Ces histoires en tête, il est plus que troublant de jeter un œil à la biographie de Wood. En 1952, Nicholas Ray, 41 ans, débute avec elle une relation alors qu’elle n’en a que 14 ; 2 ans plus tard, elle doit être hospitalisée suite à un viol de la part d’un acteur-producteur dont le nom n’a pas été révélé. Elle meurt en 1981, à 43 ans, de « noyade accidentelle » et il faudra des décennies pour que l’enquête révèle que son mari de l’époque, Robert Wagner, a fait retarder les recherches du corps et que son cadavre présentait de nombreuses contusions.

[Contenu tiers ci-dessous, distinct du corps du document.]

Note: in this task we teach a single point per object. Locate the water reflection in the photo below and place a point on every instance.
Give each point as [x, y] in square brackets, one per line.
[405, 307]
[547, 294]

A ce jour, personne n’a été inculpé dans cette affaire.

Qui a brutalisé Judy, Daisy ? Qui a rendu folle Deanie, qui a tué Alva ? Qui a tué Natalie Wood ? Partout, la réponse semble la même, quelles que soient les variations : des hommes, souvent plus âgés, un système bien huilé auquel ils participent tous volontairement ou non, et qu’on appelle patriarcat. Des pères, des amants, ou parfois comme dans Propriété interdite, des personnages féminins qui ont pleinement intégré une morale à la faveur des hommes. Quelque part, les cinéastes qui ont mis en scène Wood ont eux aussi posé sur elle un regard objectifiant à travers les rôles qu’ils lui auront attribué, l’enfermant dans un rôle d’éternelle adolescente à séduire ou à guérir, chacun des films mentionnés semblant des variations autour du concept de male gaze. Judy ne peut s’émanciper sans la présence rassurante et virile de Jim, Alva ne peut imaginer s’enfuir qu’avec un homme, Deanie ne peut vivre sans un Bud dont les quelques accès de violence ne sont finalement que très peu questionnés. L’affiche du Fema n’échappe pas non plus à ce regard masculin, Wood y étant représentée comme une beauté pâle, quasi-cadavérique, accrochée au cou d’une silhouette masculine.

Daisy Clover s’avère finalement dans ce corpus la seule figure réellement émancipée, son parcours illustrant sans ambiguité le broyage qu’elle subit de la part des deux hommes de sa vie, Swan et Wade, et la nécessité vitale de les envoyer se faire foutre. S’il est permis d’imaginer un happy end, on craint toutefois pour la suite : Clover n’a que 17 ans à la fin du film, mais Wood, qui semblait tout aussi révoltée, est quand même morte prématurément.